= European Medal of Tolerance =

The European Medal of Tolerance is a medal established by the European Council on Tolerance and Reconciliation (ECTR) in 2008.

The purpose of the prize is to honour and reward extraordinary creative achievements in the promotion of tolerance. The ultimate aim is to draw attention to successful undertakings that can serve as models in the field of tolerance and peace-building. The prize thus recognizes effectiveness as well as vision; impact assessment is a part of the decision process.

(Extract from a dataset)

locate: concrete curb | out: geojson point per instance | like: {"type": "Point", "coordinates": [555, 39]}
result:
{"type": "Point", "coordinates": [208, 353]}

This prize is dedicated to effective implementation of the Principles of Tolerance in public and private spheres, in particular in the policy making process, legislative action on the national and regional level and law enforcement activities as well as in the arts, education, culture, science and communication.

The prize is to be awarded to persons, groups of persons, non-governmental, governmental and intergovernmental organizations and institutions for exceptional contributions to and leadership in, the promotion of tolerance on the European continent and to the fight against intolerance such as xenophobia, anti-Semitism, aggressive nationalism, political extremism and racially motivated hate crime.

The prize may be awarded to the families of outstanding individuals who have lost their lives in the struggle against intolerance.

The prize is a gold 'European Medal of Tolerance' presented to the recipient as a concrete and lasting token of the award.

== History ==
The first Medal of Tolerance was awarded on November 11, 2008 in the context of the Week of Tolerance in Europe international public initiative.

“We need to unite our efforts to fight any manifestation of extreme nationalism, discrimination, xenophobia, anti-Semitism and racism throughout Europe,” said European Parliament President Martin Schulz. “Still today, in parts of Europe, we see the demons of the past raise their ugly heads. This is warning to all of us. As Edmund Burke said ‘All that’s necessary for the forces of evil to win in the world is for enough good men to do nothing.’"

"We aim to send a strong message that despite the current difficulties in Europe, a strong and brave leadership can solve problems peacefully," said ECTR Co-Chairman Viatcheslav Kantor.

== Recipients ==
The First European Medal of Tolerance was conferred on October 11, 2010 on the King of Spain Juan Carlos I for his lifelong dedication and devotion to the issue of tolerance and political reconciliation.

The second and the third European Medals of Tolerance were conferred on President of Croatia Ivo Josipovic and Ex-President of Serbia Boris Tadic at the European Parliament in Brussels in 2012 by European Council on Tolerance and Reconciliation Chairman Alexander Kwasniewski and ECTR Co-Chairman Viatcheslav Kantor, in recognition of the Balkan statesmens’ “significant contribution to promoting, seeking, safeguarding or maintaining tolerance on the European continent”.

In 2015, Samuel Eto'o, a famous football-player, was awarded for his fight against racism in football, along with the Fare network.

The European Medal of Tolerance for the 2016 was conferred on film director Andrey Konchalovsky "for his cultural achievements focused on preserving the tragic memory of the past including his film "Paradise".

The European Medal of Tolerance for the 2017 was awarded to Prince of Monaco Albert II for his exceptional personal leadership and inspiration to advance truth, tolerance and historical reconciliation.

The European Medal of Tolerance for 2018 was awarded to HSH Prince Albert II of Monaco for his commitment to truth, tolerance and historical reconciliation.